The Vauxhall Zafira Tourer is larger than earlier models, featuring wider tracks and a longer wheelbase that frees up cabin space and makes it easier to fold down rearmost seats. Mechanically, the Zafira Tourer is a conventional model. Petrol and diesel engine options are available to address more needs.
In keeping with the innovation that the Zafira is known for, the Tourer boasts of ingeniously reconfigured seats where the middle row folds to reveal a flat load floor. Aside from opening up luggage room, good foot space and leg room is offered by the Zafira Tourer. Small-scale storage is also provided, thanks to no less than 30 trays, bins, cubbies, and drink holders in the car.
Steering is swift and responsive and complemented by impressive roll-free cornering, predictable behaviour on the limit, and strong grip that proves the Zafira Tourer is indeed part of the MPV segment. Add great torque and you have a family vehicle that is surprisingly efficient and offers an enjoyable enough cross-country experience.
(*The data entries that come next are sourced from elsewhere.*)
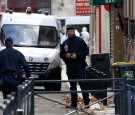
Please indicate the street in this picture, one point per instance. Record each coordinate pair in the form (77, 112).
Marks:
(54, 104)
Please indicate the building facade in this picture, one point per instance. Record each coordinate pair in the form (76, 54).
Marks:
(54, 7)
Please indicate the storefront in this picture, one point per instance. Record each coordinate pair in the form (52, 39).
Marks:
(21, 5)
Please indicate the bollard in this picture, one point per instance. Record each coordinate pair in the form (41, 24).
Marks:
(133, 100)
(128, 107)
(19, 112)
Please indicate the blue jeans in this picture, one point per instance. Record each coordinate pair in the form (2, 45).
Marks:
(77, 71)
(10, 84)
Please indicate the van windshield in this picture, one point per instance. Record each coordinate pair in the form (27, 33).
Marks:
(29, 35)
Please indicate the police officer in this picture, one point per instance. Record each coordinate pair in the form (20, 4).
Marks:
(73, 52)
(10, 62)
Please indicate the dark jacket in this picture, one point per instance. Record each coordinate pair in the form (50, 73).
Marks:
(11, 60)
(74, 45)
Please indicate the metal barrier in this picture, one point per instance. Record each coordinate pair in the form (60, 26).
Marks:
(124, 98)
(23, 104)
(119, 90)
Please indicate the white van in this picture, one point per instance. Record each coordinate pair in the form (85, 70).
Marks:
(37, 37)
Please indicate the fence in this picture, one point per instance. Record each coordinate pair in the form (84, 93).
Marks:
(124, 96)
(25, 103)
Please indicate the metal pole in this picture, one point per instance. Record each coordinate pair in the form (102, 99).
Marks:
(128, 106)
(133, 100)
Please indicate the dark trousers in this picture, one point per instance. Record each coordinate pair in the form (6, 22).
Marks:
(10, 84)
(77, 72)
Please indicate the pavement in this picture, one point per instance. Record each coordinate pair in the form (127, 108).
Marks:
(54, 104)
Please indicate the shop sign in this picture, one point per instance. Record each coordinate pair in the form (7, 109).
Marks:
(2, 6)
(82, 7)
(103, 2)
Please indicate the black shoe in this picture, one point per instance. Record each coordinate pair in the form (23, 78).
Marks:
(72, 106)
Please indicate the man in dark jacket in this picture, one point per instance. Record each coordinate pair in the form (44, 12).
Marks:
(10, 62)
(74, 51)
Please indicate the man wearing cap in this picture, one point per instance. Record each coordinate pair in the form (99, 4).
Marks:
(73, 52)
(10, 62)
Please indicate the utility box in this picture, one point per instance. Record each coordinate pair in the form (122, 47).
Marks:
(124, 69)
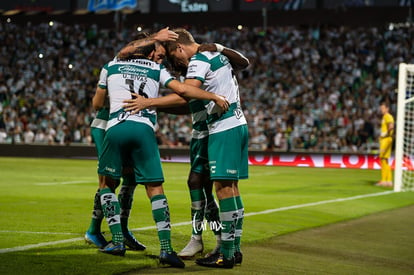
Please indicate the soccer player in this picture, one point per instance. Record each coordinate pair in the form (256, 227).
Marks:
(203, 204)
(227, 143)
(385, 140)
(93, 235)
(130, 142)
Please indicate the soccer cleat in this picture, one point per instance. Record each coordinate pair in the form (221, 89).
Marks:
(96, 239)
(171, 259)
(216, 261)
(192, 248)
(238, 258)
(114, 249)
(215, 251)
(132, 243)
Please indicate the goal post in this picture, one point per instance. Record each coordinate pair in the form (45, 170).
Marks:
(404, 138)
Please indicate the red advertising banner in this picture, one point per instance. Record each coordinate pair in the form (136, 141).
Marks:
(313, 160)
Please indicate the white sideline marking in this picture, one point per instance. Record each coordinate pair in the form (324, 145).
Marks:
(31, 232)
(62, 182)
(26, 247)
(316, 203)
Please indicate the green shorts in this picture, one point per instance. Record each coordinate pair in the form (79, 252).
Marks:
(199, 155)
(98, 135)
(131, 144)
(228, 154)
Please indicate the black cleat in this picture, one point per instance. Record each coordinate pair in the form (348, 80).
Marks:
(217, 261)
(238, 258)
(114, 249)
(171, 259)
(132, 243)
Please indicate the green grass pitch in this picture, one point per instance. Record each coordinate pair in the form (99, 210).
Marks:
(46, 207)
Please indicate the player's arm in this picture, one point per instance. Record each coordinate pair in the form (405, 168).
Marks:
(390, 127)
(98, 100)
(192, 90)
(237, 60)
(161, 36)
(168, 102)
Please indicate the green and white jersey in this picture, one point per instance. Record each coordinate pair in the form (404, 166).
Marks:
(215, 72)
(141, 76)
(101, 119)
(199, 118)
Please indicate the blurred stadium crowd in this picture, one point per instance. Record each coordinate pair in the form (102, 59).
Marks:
(307, 88)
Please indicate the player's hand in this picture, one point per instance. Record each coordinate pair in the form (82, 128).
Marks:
(207, 47)
(222, 102)
(136, 104)
(165, 35)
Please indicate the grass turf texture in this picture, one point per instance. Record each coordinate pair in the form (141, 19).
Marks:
(47, 200)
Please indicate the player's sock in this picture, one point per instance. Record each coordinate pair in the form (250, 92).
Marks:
(387, 171)
(161, 215)
(239, 223)
(126, 197)
(198, 202)
(212, 215)
(228, 217)
(97, 215)
(384, 163)
(111, 210)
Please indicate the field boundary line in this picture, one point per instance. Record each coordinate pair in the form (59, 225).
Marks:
(27, 247)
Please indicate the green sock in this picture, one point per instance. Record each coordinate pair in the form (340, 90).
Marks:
(228, 217)
(126, 197)
(97, 215)
(239, 223)
(161, 215)
(197, 210)
(111, 210)
(212, 215)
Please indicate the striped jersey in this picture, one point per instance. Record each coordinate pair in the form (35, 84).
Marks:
(141, 76)
(215, 72)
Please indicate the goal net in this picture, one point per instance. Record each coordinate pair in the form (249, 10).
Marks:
(404, 139)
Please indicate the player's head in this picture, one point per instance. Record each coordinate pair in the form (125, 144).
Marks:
(384, 107)
(158, 55)
(182, 49)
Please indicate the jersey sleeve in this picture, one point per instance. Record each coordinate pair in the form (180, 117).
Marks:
(389, 119)
(103, 77)
(165, 76)
(198, 67)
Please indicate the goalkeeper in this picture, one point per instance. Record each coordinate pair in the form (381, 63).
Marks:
(385, 140)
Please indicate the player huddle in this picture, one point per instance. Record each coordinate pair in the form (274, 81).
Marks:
(124, 133)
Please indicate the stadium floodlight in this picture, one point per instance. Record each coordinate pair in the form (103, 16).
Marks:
(404, 142)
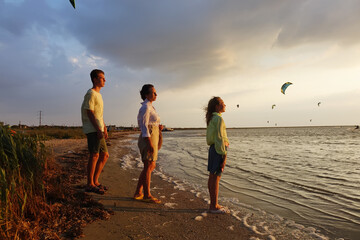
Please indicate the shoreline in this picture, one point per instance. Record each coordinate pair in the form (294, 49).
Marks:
(181, 215)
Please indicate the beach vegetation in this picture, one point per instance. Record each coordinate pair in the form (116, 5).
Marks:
(22, 165)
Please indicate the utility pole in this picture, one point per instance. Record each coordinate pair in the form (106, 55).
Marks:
(40, 119)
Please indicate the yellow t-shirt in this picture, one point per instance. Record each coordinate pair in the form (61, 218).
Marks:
(92, 101)
(216, 133)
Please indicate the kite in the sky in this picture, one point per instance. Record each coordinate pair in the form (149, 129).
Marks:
(284, 86)
(72, 3)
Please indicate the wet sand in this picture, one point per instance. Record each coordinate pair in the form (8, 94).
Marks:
(181, 215)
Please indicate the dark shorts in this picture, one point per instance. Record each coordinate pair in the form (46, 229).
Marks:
(96, 145)
(214, 161)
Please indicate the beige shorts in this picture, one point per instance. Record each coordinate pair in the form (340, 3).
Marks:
(143, 146)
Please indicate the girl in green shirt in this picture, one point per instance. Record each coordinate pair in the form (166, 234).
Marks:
(216, 138)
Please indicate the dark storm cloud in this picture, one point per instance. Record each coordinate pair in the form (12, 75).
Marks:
(175, 43)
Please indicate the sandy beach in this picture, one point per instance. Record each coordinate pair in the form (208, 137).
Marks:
(181, 215)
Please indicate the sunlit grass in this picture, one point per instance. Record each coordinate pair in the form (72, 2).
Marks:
(22, 165)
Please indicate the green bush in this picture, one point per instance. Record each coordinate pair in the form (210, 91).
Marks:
(22, 165)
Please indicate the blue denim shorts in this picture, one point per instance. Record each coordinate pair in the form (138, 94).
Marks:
(96, 145)
(214, 161)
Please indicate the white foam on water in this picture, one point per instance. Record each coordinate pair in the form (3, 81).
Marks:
(257, 220)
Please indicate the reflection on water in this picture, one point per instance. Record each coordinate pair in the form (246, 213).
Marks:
(309, 175)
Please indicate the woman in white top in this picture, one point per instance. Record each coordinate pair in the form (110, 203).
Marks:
(149, 142)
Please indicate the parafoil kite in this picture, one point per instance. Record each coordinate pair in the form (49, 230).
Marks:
(285, 86)
(72, 3)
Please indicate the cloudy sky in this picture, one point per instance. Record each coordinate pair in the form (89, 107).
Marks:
(191, 50)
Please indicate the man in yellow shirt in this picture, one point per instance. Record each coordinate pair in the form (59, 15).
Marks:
(94, 127)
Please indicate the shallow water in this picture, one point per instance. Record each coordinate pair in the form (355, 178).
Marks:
(283, 183)
(308, 175)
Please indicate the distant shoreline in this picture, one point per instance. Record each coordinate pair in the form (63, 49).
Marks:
(327, 126)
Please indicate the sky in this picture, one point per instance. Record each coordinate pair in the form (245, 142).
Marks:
(190, 50)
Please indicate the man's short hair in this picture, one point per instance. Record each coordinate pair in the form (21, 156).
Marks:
(95, 73)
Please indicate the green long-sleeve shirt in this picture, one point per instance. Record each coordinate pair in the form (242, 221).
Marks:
(216, 133)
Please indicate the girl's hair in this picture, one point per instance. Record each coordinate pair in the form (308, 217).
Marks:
(211, 108)
(145, 90)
As an option, the Flexride adaptive damping system is also available, highly recommended for those who can make room for it.
For companies looking to build their fleet, the Vauxhall Zafira is a great candidate thanks to discounts to be enjoyed because it produces low carbon dioxide emissions.
The Vauxhall Zafira Tourer’s engine tapers off before 4000 rpm, a tell-tale sign that that it follows a more old-school design. Typically, wider powerbands will be in place and there will be less rattling, but not with the Zafira Tourer. Decent fuel economy is to be expected but opting for a 1.8 petrol engine is not ideal because of the car’s weight and carrying capacity.
While the Vauxhall Zafira is intended for wheeling around families, it is left wanting in the comfort department, weirdly dealing well with larger troughs but struggling with smaller bumps. A bit of stability is added when the vehicle is loaded up but Zafira competitors fair better even without.
At the best combination of a powerful diesel engine and the plushest trimming, the Vauxhall Zafira Tourer fetches over £27,000. That’s not cheap and it’s not exactly value for money although you do get a panoramic windscreen, leather trims, dual-zone climate control, cruise control, heated sports front seats, and a DAB radio. To achieve best resale potential, parking sensors, Bluetooth, and satellite navigation should be added, prompting additional expenses for an already-expensive version of a vehicle.